According to an analysis by the Economist magazine with some more specific historical information from the NY Times and Aljazeera, there is no reason why the fragmentation process started in the 1990s will not continue. 
Putin is keeping Russia together "through force and payoffs to regions and regional leaders." It has been compared to a khanate in which "local princes receive a license to rule from the chief khan in the Kremlin."
Mr Putin has reversed federalism, and turned Russia into a centralised state. He cancelled regional elections, imposed a “presidential” representative over the heads of governors and redistributed tax revenues in Moscow’s favour. But he did not build common institutions. The Russian state is seen not as an upholder of law but as a source of injustice and corruption.
In short, says the writer, Russia under Mr. Putin is much more fragile than it looks. As we examined in Part Two, Putin has made good use of both Russian nationalism and the Russian Orthodox religion to consolidate power. 
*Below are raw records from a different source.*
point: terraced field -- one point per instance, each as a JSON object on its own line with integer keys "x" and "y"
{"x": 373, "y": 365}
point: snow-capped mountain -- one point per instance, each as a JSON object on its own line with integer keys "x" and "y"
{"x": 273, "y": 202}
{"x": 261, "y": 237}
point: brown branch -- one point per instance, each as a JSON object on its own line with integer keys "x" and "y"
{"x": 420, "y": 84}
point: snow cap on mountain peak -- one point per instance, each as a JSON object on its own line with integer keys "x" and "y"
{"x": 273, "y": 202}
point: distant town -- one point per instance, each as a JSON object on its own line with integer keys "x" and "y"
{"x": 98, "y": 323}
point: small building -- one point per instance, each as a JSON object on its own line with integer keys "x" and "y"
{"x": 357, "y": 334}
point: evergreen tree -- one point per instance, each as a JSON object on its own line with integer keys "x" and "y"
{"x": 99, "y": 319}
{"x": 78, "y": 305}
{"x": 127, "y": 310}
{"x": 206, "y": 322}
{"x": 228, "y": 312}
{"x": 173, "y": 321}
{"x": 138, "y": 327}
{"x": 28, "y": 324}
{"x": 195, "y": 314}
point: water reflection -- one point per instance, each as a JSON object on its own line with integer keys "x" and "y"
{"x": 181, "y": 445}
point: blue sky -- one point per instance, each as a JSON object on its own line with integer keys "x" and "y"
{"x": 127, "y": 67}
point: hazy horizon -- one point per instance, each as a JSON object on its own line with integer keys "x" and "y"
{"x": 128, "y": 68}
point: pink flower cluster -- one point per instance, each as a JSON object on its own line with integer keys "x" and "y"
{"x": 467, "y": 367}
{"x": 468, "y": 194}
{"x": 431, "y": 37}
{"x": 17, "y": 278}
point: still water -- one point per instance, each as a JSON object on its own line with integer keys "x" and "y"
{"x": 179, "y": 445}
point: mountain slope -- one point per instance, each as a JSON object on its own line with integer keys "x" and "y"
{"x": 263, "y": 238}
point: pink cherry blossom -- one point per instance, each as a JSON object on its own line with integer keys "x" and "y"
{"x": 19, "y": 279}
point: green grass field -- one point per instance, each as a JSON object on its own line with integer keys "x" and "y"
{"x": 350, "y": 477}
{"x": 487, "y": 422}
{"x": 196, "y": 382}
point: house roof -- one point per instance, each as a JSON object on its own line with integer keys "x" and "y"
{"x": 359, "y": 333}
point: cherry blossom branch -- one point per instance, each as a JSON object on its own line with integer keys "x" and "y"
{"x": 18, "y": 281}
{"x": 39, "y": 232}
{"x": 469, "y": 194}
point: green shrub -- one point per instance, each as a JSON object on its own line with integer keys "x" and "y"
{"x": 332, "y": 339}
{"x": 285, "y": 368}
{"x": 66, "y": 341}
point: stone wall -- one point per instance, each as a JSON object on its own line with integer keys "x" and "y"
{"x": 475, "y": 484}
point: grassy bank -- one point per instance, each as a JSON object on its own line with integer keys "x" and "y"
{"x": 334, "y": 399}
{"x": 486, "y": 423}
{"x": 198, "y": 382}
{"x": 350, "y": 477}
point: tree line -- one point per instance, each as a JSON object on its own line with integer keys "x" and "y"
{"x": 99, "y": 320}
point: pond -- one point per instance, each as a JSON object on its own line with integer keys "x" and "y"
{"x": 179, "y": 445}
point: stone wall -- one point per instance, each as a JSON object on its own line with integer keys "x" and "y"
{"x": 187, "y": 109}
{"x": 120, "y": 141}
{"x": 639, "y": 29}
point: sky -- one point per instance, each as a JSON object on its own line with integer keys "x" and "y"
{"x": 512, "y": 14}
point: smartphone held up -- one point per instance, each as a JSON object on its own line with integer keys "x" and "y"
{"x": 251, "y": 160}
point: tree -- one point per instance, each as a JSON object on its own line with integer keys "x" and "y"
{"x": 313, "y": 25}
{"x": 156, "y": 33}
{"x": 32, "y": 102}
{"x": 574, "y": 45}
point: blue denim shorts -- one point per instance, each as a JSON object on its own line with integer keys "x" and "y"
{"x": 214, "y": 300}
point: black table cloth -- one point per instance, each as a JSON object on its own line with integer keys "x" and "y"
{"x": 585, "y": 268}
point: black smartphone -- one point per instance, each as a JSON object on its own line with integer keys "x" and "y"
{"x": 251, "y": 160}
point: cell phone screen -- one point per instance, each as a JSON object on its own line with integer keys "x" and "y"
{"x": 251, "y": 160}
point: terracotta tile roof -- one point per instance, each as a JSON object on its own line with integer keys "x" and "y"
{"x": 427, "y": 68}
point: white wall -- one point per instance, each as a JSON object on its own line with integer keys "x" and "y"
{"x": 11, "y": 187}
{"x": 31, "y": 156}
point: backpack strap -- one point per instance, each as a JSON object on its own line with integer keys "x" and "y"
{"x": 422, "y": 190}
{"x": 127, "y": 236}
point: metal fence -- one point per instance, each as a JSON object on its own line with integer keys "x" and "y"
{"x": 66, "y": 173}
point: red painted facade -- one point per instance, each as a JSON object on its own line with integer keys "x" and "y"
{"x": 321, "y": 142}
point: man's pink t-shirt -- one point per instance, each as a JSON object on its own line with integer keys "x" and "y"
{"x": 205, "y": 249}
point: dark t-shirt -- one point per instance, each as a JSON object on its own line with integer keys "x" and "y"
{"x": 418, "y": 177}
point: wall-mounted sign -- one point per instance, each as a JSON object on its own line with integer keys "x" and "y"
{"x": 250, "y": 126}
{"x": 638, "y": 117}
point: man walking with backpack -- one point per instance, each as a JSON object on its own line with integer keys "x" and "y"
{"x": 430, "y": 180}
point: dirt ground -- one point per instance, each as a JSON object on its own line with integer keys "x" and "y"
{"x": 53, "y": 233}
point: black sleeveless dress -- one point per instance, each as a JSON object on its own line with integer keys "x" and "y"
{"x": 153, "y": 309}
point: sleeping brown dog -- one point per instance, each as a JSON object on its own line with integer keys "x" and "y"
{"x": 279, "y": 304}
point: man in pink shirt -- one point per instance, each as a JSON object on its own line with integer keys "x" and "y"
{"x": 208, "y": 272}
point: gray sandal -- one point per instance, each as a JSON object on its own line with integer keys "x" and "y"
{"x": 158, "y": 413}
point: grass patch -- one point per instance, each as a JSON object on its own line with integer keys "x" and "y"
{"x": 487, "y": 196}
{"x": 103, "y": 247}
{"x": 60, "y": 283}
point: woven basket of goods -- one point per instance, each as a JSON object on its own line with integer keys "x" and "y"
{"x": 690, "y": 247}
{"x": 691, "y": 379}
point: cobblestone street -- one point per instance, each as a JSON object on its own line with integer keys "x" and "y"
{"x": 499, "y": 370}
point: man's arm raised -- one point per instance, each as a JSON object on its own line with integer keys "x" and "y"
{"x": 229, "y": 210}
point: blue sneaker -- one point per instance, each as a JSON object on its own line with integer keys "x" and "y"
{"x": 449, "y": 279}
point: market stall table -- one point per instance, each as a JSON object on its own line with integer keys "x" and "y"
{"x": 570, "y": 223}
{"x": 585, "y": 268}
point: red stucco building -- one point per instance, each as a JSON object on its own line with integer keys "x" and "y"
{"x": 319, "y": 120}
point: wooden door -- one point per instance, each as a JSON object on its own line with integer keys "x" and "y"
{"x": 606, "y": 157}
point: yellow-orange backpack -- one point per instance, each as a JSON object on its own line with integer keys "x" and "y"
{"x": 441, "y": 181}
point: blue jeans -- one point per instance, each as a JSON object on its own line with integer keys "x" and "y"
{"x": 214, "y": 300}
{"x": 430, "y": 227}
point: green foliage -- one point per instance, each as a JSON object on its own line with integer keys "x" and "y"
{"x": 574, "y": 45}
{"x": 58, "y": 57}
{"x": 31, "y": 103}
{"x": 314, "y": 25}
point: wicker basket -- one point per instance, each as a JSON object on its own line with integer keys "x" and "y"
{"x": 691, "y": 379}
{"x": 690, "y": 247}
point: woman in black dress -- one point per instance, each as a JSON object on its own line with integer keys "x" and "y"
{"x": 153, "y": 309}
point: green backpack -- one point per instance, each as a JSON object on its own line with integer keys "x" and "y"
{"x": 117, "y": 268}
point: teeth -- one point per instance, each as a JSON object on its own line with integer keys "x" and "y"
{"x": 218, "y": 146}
However, Russian federation members with high Muslim populations are not likely to be charmed and much more likely to feel disenfranchised both ethnically and on religious grounds. Islam is the predominant religion in Chechnya in the North Caucasus.
It is not alone. The ethnically Muslims are predominant in seven republics of the Russian Federation.
Approximately 800 kilometers (497 miles) east of Moscow.lies the Republic of Tatarstan, home to 2m Muslim ethnic Tatars. About 55% of the population there is Muslim.
In Dagestan, a staggering 83% of the population of Dagestan adheres to Islam, while a mere 2.4% to the Russian Orthodox Church. 
In this regard, Putin's nationalism and religion have been exceedingly short-sighted and has every likelihood of collapse in the long term. At worst, it could lead to religious conflict within Russian borders.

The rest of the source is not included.